At 15, Winston McKutchin took his first shot of heroin. He got it from his stepfather, who, he said, was a drug dealer. "By me having easy access, I would steal a little bit off him without him knowing it," he said.
Pretty soon, what began as "a little bit" a day increased to the point where he was spending $75 a day on drugs. Now, at age 27, he has a $300-a-day habit.
To support his habit, McKutchin burglarized homes in the District of Columbia and Prince George's County and sold the stolen property on the streets of Washington. "What I would make in two weeks (at a regular job), I could make in an hour on the street," he said.
Law enforcement officials say McKutchin is typical of the drug addicts in the Washington area who have taken to housebreaking to support their habits.
He was sentenced in May to a three- to nine-year term for a burglary he committed in the District in 1978. The earliest date he could be released is November 1981.
Now he spends his days and nights at the Lorton Reformatory where he fights the pains of his addiction. "I can't stand it," he said. It's rough. I always feel the pain."
Sitting in a folding chair in the large visitors' room at Lorton, McKutchin talked about the many burglaries he had committed.
"I've done a whole lot of them," he said. "I've been all over P.G."
McKutchin said he had committed more than the burglaries he has been arrested and charged with.
"It ain't no big job," he said. "If you get in, you get in."
McKutchin, also known as Winston Mack, had developed a routine.
Around 6 a.m., he would leave his Southeast Washington home and drive to Prince George's County. There he would case neighborhoods, looking for homes with stacks of newspapers outside or residents leaving for work.
Sometimes he would park his car and observe a house that struck his fancy. He would study the occupants' routine -- when they left, when they came back.
Sometimes he would go to the door and pretend to be conducting a survey. "If you looked like a clean-cut young man, nobody's going to question you."
After picking the house -- "I always go into the biggest and prettiest house I see" -- McKutchin said he would break in by jimmying or picking the lock on the door.
If he broke into a house that had a driveway or garage, he would move his car there.
He would take cash, jewelry, stereo units and television sets. After loading his car with the stolen loot, he would head for parts of the city to sell his wares.
"By 12 o'clock, I'm through with it," he said.
"You got lots of people who buy hot stuff," he said, as he fidgeted in the chair. "That's no problem. If you got a good fence, you might get one-half of what it's worth. You don't keep none of (the stolen items)."
McKutchin said he preferred to burgalrize homes in Prince George's County as opposed to the District because the houses are far apart in the county and they are more valuable items to be found.
"I usually don't mess with the District as a rule because they have a lot of police and a lot of nosey people."
His favorite burglary victims are whites. "I tried to miss (blacks) because if they got valuable jewelry it's on their arm.

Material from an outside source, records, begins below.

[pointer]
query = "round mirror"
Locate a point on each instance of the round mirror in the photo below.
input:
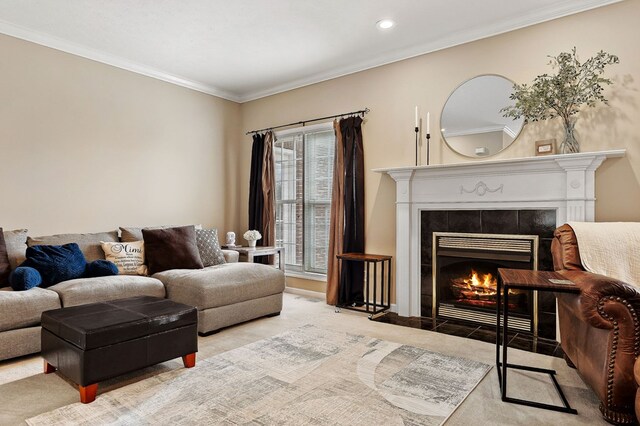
(471, 122)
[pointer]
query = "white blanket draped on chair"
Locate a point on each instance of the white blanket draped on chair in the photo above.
(610, 248)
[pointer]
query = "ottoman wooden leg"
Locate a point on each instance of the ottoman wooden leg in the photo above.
(189, 360)
(88, 393)
(48, 368)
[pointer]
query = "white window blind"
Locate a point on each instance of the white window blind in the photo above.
(304, 169)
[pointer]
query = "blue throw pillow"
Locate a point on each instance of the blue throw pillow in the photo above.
(100, 268)
(23, 278)
(56, 263)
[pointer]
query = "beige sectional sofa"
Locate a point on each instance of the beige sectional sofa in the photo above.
(224, 294)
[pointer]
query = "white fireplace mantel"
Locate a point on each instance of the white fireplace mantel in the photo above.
(565, 183)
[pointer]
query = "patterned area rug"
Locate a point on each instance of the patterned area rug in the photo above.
(304, 376)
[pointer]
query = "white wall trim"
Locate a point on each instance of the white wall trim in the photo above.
(559, 10)
(53, 42)
(564, 183)
(307, 293)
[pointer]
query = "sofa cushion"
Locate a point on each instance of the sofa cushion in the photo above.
(100, 268)
(102, 289)
(222, 285)
(171, 248)
(133, 233)
(88, 243)
(5, 267)
(230, 256)
(16, 242)
(56, 263)
(20, 309)
(209, 247)
(25, 278)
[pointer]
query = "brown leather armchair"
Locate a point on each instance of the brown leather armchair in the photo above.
(600, 330)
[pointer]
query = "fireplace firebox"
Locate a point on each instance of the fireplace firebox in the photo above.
(465, 271)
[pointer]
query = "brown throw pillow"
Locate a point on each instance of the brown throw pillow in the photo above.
(171, 248)
(5, 268)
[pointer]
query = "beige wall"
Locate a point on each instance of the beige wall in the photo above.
(88, 147)
(392, 91)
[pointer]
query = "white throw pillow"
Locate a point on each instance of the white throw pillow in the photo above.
(128, 257)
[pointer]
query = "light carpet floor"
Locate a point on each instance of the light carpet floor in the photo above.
(304, 376)
(26, 392)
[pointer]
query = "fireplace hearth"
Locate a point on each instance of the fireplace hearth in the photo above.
(465, 270)
(452, 194)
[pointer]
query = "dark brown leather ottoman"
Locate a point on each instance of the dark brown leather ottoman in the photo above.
(99, 341)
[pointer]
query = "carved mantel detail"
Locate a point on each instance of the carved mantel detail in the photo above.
(480, 189)
(565, 183)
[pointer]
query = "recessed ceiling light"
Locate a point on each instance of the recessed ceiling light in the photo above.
(385, 24)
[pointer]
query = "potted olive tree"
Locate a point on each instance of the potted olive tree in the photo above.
(574, 86)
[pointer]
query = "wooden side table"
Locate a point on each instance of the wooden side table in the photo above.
(378, 304)
(247, 254)
(523, 279)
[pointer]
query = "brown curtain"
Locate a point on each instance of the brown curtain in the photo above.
(336, 226)
(352, 273)
(268, 191)
(256, 198)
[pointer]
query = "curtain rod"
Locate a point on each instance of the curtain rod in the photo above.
(361, 112)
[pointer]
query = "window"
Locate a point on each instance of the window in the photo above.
(304, 173)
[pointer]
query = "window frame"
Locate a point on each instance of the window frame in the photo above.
(292, 270)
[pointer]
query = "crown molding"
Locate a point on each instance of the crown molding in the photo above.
(53, 42)
(559, 10)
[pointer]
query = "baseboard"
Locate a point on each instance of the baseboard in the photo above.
(306, 293)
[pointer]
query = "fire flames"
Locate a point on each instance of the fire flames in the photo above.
(486, 281)
(477, 289)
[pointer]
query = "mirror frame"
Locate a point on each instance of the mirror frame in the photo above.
(442, 114)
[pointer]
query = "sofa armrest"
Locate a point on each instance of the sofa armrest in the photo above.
(564, 250)
(636, 373)
(608, 303)
(231, 256)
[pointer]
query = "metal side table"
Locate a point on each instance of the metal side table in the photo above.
(523, 279)
(381, 299)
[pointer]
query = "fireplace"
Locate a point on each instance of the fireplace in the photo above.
(440, 197)
(465, 269)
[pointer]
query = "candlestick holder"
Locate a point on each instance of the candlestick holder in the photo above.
(417, 129)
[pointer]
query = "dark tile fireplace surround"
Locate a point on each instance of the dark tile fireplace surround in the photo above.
(524, 222)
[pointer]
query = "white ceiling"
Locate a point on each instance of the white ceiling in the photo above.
(246, 49)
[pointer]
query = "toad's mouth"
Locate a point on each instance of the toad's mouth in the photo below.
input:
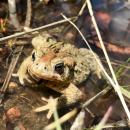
(47, 77)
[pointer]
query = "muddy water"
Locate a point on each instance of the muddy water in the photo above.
(112, 19)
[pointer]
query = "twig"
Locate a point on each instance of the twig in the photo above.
(38, 98)
(111, 81)
(15, 58)
(36, 29)
(77, 110)
(13, 14)
(105, 118)
(116, 87)
(28, 15)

If they got money, it's in the bank."
McKitchin said he preferred burglaries to robberies because "I ain't trying to kill nobody or trying to get killed. I'm just trying to take care of myself."
McKutchin, the youngest of two brothers and two sisters, grew up in Southwest Washington. He attended Dunbar High School until he dropped out at age 17 and joined the Army.
He served two years before being discharged. Even then, he said, he had a drug problem. "The war was on and they were taking anybody," he said.
McKutchin left the service in 1971 and returned to the streets of Washington. "It's been in and out of jail" since then, he said.
He was arrested in the District last May when he was caught jumping off the balcony of a Southwest Washington apartment that had been burglarized. He had a key in his pocket that fitted the apartment door.
While out on bond awaiting trial for the crimes in the District, he was arrested and charged with seven more burglaries in Prince George's County. He has not yet been tried on those charges, he said.
"It was so sweet that I thought I couldn't get caught," he said. "My luck just turned sour."
When he is released, McKutchin said he does not know if he will go back to committing burglaries. "If they lock me up again, I'll be an old man when I get out."